Indeed, only some 8,000 Arabic Jews remain in the Arab Middle East, in near total isolation. Most of their nearly million co-religionists were driven into exile, losing livelihood and wealth; they are scattered throughout Europe, the Americas and Australasia – some after unsuccessfully trying to settle in Israel, where they encountered scorn, humiliation and discrimination by the Ashkenazi elites. Despite the hardship associated with forced exile and dispossession, many of these Arabic Jews, now elderly, continue to feel nostalgia about their lost Middle Eastern way of life. Some of their nostalgic and emotional reminiscences have been published, and many more family memoirs are circulating these days on the Internet.
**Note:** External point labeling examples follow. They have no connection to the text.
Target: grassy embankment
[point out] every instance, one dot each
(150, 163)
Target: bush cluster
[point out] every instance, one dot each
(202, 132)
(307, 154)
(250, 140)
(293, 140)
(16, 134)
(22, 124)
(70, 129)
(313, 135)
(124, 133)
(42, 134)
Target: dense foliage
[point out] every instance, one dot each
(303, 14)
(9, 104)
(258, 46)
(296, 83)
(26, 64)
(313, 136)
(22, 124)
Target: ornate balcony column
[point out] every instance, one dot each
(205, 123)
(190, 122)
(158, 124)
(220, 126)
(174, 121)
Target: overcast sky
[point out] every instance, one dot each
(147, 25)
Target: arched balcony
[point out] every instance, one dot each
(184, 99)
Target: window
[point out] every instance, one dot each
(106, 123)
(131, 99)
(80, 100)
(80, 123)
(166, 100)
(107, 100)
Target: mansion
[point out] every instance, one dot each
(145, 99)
Sadly, except for scholarly and political interest by Ella Habiba Shohat and a handful of other scholars, little academic research has been conducted on the fundamental causes of this Jewish tragedy; the singular reason advanced by Israel and the media has been anti-Semitism and the countries, where they resided, blamed for it. So much therefore remains to be researched on the trials and tribulations the Arabic Jews endured, and the issue may very well provide challenging topics for Ph.D. dissertations.

Sadly, even less scholarly research has so far been carried out, and even less attention given by the media to the impact of the creation of the Jewish State on the once significant and varied autochthonous Christian Middle Eastern communities. Like Judaism, which was born in the Egyptian Sinai desert, Christianity was revealed in Palestine; both are therefore native to the region and the product of Middle Eastern Semitic spirituality. Until the rise of Islam in the 7th Century, Christianity was in its multiple expressions, the popular religion of the multitude of ethnic and linguistic communities in the Middle East.  Around 1950, at least 20% of MENA’s population was Christian. Because of their familiarity with and openness to modernization and progress, these Christians successfully facilitated the spread of Western education, culture, arts, values and modes of living. They animated a multi-lingual media, and fostered commerce, industry, travel and study abroad. With Western expatriates and immigrant Jews, they were a modernizing socio-cultural powerhouse that energized and transformed the Middle East from a generally passive and tolerant traditional Islamic society into a slice of Europe.

Just as the creation of Israel implicated the local Jews as that country’s agents turning them into undesirables, so has the West’s endorsement of Zionism raised questions on the real allegiance of the Christians, confusing them with the hated colonial establishment and the Zionist movement, and leading to their being perceived as their proxy, thus triggering conditions that forced millions to emigrate to Europe, the Americas and Australasia. Today, beyond the remaining tenacious, nationalist Copts of the Nile Valley, only a scattering of autochthonous Christian communities and sects remain, mostly in the Levant.

If the views herein presented should withstand scholarly scrutiny, it may very well be appropriate to postulate that the pioneers who egotistically created the Jewish State, and the governments that supported them, share a heavy responsibility for the catastrophic demographic de-Judaization and de-Christianization of the Arab world, as well as for the corresponding catastrophic social and political dislocation and instability that has favored Islamic Anti-Western fanaticism and fostered Jehadism and transnational terrorism. And so history may someday conclude that the creation of the State of Israel was not one of the positive accomplishments of the 20th Century, but one of its major geopolitical blunders.